The Netherlands-based Organisation for the Prohibition of Chemical Weapons (OPCW) was on Friday awarded the 2013 Nobel Peace Prize.
Formed in April 1997, the OPCW has over 189 member countries and 500 staff. Although it is not a UN agency, the OPCW has worked closely with the UN and western governments in a recent program to identify and destroy the Syrian government’s stock of chemical weapons after an agreement brokered by Russian premier Vladimir Putin convinced Syrian leader Bashar al-Assad to hand over his chemical weapons stockpile to international inspectors.
The OPCW beat high-profile nominees including 16-year-old Malala Yousafzai, a promoter of women’s rights and education who was shot by the Taliban in Pakistan; US intelligence leakers Edward Snowden and Chelsea Manning; and Denis Mukwege, a doctor from DR Congo.
Deputy Director of Human Rights Watch’s Asia Division, Phil Robertson, reacted to news of the award by calling on Burma to follow al-Assad in ratifying the Chemical Weapons Convention.
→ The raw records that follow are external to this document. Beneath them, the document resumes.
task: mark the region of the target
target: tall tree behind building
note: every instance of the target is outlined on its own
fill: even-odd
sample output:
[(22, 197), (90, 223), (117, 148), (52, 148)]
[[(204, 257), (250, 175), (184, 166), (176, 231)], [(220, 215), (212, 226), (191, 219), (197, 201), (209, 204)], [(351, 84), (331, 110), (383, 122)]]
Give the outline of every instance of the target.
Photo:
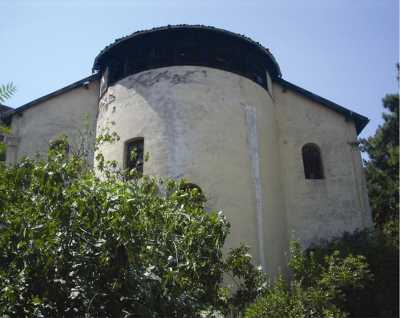
[[(397, 64), (399, 72), (399, 64)], [(397, 79), (399, 77), (397, 76)], [(383, 98), (383, 124), (362, 141), (369, 199), (375, 224), (398, 234), (399, 220), (399, 94)]]

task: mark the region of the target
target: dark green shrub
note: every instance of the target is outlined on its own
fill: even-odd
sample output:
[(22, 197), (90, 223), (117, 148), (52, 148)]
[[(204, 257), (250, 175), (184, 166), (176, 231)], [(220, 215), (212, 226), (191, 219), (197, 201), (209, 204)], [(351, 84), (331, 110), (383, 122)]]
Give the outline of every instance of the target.
[(245, 247), (224, 259), (229, 224), (199, 191), (101, 155), (99, 178), (66, 146), (0, 166), (2, 317), (217, 317), (257, 295), (262, 273)]
[(341, 308), (344, 290), (360, 290), (370, 279), (363, 256), (341, 257), (334, 251), (323, 258), (303, 252), (292, 243), (290, 283), (281, 277), (271, 282), (263, 295), (250, 305), (246, 318), (331, 318), (347, 317)]
[[(398, 226), (396, 222), (395, 225)], [(392, 232), (370, 229), (315, 247), (318, 258), (332, 251), (342, 257), (363, 255), (373, 275), (359, 291), (344, 290), (346, 301), (342, 307), (354, 318), (397, 318), (399, 316), (399, 248)]]

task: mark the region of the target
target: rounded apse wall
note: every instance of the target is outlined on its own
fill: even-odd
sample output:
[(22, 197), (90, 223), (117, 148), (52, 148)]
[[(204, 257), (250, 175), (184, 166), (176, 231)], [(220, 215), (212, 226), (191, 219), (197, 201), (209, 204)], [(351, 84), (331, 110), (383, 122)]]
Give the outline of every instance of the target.
[(100, 150), (123, 166), (125, 143), (144, 138), (144, 174), (200, 186), (231, 223), (226, 248), (249, 244), (255, 263), (274, 272), (287, 249), (274, 107), (265, 88), (238, 74), (152, 69), (103, 94), (97, 131), (110, 127), (120, 140)]

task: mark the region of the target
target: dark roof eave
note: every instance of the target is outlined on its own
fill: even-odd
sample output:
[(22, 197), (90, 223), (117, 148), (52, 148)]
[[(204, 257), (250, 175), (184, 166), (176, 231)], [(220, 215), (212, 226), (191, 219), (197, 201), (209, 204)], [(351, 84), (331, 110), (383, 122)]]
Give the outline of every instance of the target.
[(283, 87), (292, 89), (293, 91), (297, 92), (300, 95), (303, 95), (305, 97), (310, 98), (311, 100), (318, 102), (326, 107), (328, 107), (329, 109), (332, 109), (335, 112), (338, 112), (344, 116), (346, 116), (347, 118), (352, 118), (354, 120), (355, 126), (356, 126), (356, 131), (357, 134), (360, 134), (361, 131), (364, 129), (364, 127), (368, 124), (369, 119), (361, 114), (358, 114), (356, 112), (353, 112), (350, 109), (347, 109), (343, 106), (340, 106), (326, 98), (323, 98), (319, 95), (316, 95), (310, 91), (305, 90), (304, 88), (301, 88), (300, 86), (294, 85), (286, 80), (284, 80), (283, 78), (276, 78), (274, 79), (275, 82), (279, 83), (280, 85), (282, 85)]
[(141, 31), (136, 31), (130, 35), (121, 37), (116, 39), (113, 43), (107, 45), (103, 50), (100, 51), (99, 54), (97, 54), (94, 63), (93, 63), (93, 68), (92, 71), (100, 71), (100, 58), (107, 53), (110, 49), (112, 49), (113, 47), (117, 46), (118, 44), (120, 44), (121, 42), (124, 42), (126, 40), (129, 40), (131, 38), (134, 38), (136, 36), (140, 36), (146, 33), (152, 33), (152, 32), (157, 32), (157, 31), (163, 31), (163, 30), (170, 30), (170, 29), (204, 29), (204, 30), (210, 30), (210, 31), (215, 31), (215, 32), (221, 32), (224, 34), (227, 34), (229, 36), (233, 36), (236, 38), (239, 38), (243, 41), (246, 41), (248, 44), (251, 44), (255, 47), (257, 47), (259, 50), (261, 50), (265, 55), (267, 55), (271, 61), (274, 64), (275, 67), (275, 72), (276, 72), (276, 76), (277, 77), (281, 77), (282, 73), (279, 67), (278, 62), (276, 61), (275, 57), (272, 55), (272, 53), (269, 51), (269, 49), (265, 48), (262, 44), (260, 44), (259, 42), (256, 42), (254, 40), (252, 40), (251, 38), (245, 36), (245, 35), (241, 35), (235, 32), (231, 32), (228, 30), (224, 30), (221, 28), (216, 28), (213, 26), (207, 26), (207, 25), (201, 25), (201, 24), (197, 24), (197, 25), (190, 25), (190, 24), (177, 24), (177, 25), (167, 25), (167, 26), (162, 26), (162, 27), (156, 27), (156, 28), (152, 28), (152, 29), (148, 29), (148, 30), (141, 30)]
[(77, 82), (74, 82), (74, 83), (72, 83), (70, 85), (67, 85), (67, 86), (65, 86), (63, 88), (60, 88), (60, 89), (58, 89), (58, 90), (56, 90), (54, 92), (51, 92), (50, 94), (44, 95), (42, 97), (39, 97), (39, 98), (29, 102), (29, 103), (26, 103), (26, 104), (16, 108), (16, 109), (11, 109), (11, 110), (3, 113), (2, 119), (3, 120), (7, 120), (10, 117), (12, 117), (13, 115), (21, 114), (25, 110), (27, 110), (27, 109), (29, 109), (29, 108), (31, 108), (31, 107), (39, 104), (39, 103), (42, 103), (42, 102), (44, 102), (44, 101), (46, 101), (46, 100), (48, 100), (48, 99), (50, 99), (52, 97), (56, 97), (58, 95), (66, 93), (66, 92), (68, 92), (70, 90), (73, 90), (74, 88), (81, 87), (87, 82), (91, 83), (91, 82), (93, 82), (93, 81), (95, 81), (97, 79), (99, 79), (99, 73), (95, 73), (95, 74), (92, 74), (90, 76), (87, 76), (87, 77), (85, 77), (85, 78), (83, 78), (83, 79), (81, 79), (81, 80), (79, 80)]

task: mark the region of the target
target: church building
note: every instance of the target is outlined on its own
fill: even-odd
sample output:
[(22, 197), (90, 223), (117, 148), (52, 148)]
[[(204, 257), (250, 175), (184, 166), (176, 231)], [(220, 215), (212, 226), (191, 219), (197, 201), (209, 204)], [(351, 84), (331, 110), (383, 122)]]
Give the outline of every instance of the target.
[(7, 163), (63, 134), (73, 148), (84, 132), (93, 149), (108, 128), (120, 139), (101, 146), (106, 159), (197, 185), (231, 223), (226, 248), (248, 244), (271, 274), (292, 238), (309, 246), (372, 225), (357, 143), (368, 119), (290, 83), (268, 49), (226, 30), (135, 32), (105, 47), (92, 75), (1, 110)]

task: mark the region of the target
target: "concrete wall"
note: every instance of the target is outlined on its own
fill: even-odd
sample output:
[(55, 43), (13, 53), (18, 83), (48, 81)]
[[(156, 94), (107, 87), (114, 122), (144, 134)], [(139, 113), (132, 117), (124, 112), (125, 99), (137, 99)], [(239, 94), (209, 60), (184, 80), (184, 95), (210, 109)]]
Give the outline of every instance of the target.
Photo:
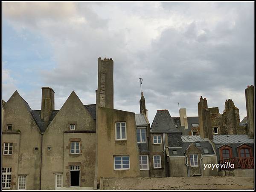
[[(73, 132), (70, 132), (70, 124), (71, 123), (76, 124), (76, 130)], [(72, 92), (44, 135), (42, 189), (54, 189), (55, 174), (57, 173), (63, 174), (63, 186), (69, 186), (70, 165), (80, 165), (81, 186), (93, 186), (95, 133), (86, 131), (95, 130), (95, 121), (75, 92)], [(80, 154), (70, 154), (70, 143), (72, 140), (79, 142)], [(51, 147), (50, 151), (47, 149), (48, 146)]]
[(12, 132), (20, 132), (20, 135), (4, 134), (2, 140), (2, 145), (14, 142), (12, 155), (3, 155), (2, 163), (3, 166), (12, 167), (12, 189), (15, 190), (17, 189), (18, 175), (27, 175), (26, 189), (40, 187), (41, 134), (26, 105), (17, 91), (5, 105), (3, 124), (6, 129), (7, 124), (12, 124)]
[[(98, 109), (97, 181), (103, 177), (138, 177), (140, 175), (135, 114), (99, 107)], [(116, 140), (115, 122), (126, 123), (127, 140)], [(130, 169), (114, 170), (115, 155), (129, 155)]]
[(102, 190), (221, 190), (253, 189), (253, 177), (103, 178)]

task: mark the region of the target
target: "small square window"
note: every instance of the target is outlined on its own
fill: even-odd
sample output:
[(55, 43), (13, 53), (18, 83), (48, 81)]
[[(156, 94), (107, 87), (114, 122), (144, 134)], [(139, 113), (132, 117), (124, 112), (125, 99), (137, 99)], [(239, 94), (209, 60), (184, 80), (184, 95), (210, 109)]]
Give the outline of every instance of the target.
[(174, 155), (177, 155), (178, 152), (176, 150), (172, 150), (172, 154), (173, 154)]
[(70, 130), (74, 131), (76, 130), (76, 124), (70, 124)]
[(209, 154), (209, 152), (208, 150), (208, 149), (204, 149), (203, 150), (204, 151), (204, 153), (205, 154)]
[(12, 125), (7, 125), (7, 130), (8, 131), (12, 131)]
[(200, 143), (200, 142), (195, 142), (195, 146), (197, 147), (201, 147), (201, 143)]

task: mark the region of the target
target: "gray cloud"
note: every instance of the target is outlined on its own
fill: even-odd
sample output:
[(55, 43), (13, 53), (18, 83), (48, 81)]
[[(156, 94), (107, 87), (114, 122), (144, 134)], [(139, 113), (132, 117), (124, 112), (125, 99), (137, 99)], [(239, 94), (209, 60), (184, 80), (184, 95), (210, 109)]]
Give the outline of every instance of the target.
[[(6, 2), (3, 13), (16, 30), (27, 28), (52, 47), (56, 66), (40, 75), (55, 90), (57, 108), (73, 90), (85, 104), (95, 103), (101, 57), (114, 60), (117, 109), (139, 112), (143, 77), (151, 122), (158, 109), (178, 116), (178, 102), (197, 115), (201, 95), (221, 113), (232, 98), (240, 119), (246, 115), (244, 90), (254, 80), (254, 4), (34, 3), (17, 11), (19, 5)], [(38, 89), (39, 104), (27, 97), (37, 108)]]

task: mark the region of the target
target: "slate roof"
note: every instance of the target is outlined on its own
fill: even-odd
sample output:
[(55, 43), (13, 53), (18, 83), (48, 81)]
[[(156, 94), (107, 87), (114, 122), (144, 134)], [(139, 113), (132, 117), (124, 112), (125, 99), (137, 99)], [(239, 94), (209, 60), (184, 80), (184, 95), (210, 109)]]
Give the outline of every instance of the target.
[[(172, 148), (171, 149), (168, 148), (168, 151), (169, 151), (169, 155), (171, 156), (185, 156), (184, 152), (185, 150), (187, 149), (189, 145), (193, 142), (183, 142), (182, 143), (182, 148)], [(201, 144), (201, 147), (198, 147), (197, 148), (201, 151), (201, 153), (203, 155), (215, 155), (214, 151), (212, 149), (212, 147), (211, 143), (209, 141), (201, 141), (200, 143)], [(203, 149), (207, 149), (208, 150), (209, 153), (204, 154)], [(176, 150), (177, 151), (178, 155), (175, 155), (172, 153), (172, 150)]]
[(135, 114), (135, 122), (137, 126), (148, 126), (145, 116), (140, 113)]
[(215, 144), (253, 143), (253, 139), (249, 139), (246, 135), (213, 135)]
[(93, 119), (96, 120), (96, 104), (84, 105), (84, 106), (85, 109), (89, 112)]
[(151, 126), (153, 133), (180, 133), (175, 126), (167, 109), (158, 110)]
“Chemical weapons pose a grievous rights threat to mankind, so why is Myanmar [Burma] one of the hold-out nations in the world that has still not ratified the Chemical Weapons Convention (CWC)?” he said. “The award of the Nobel Prize to the Organization for the Prohibition of Chemical Weapons once again highlights how far Myanmar is from fulfilling international norms, despite the government’s rhetoric of reform. President Thein Sein should immediately send the CWC to the parliament for ratification, and lawmakers should act quickly to bring Myanmar into line with international action against these abhorrent weapons.”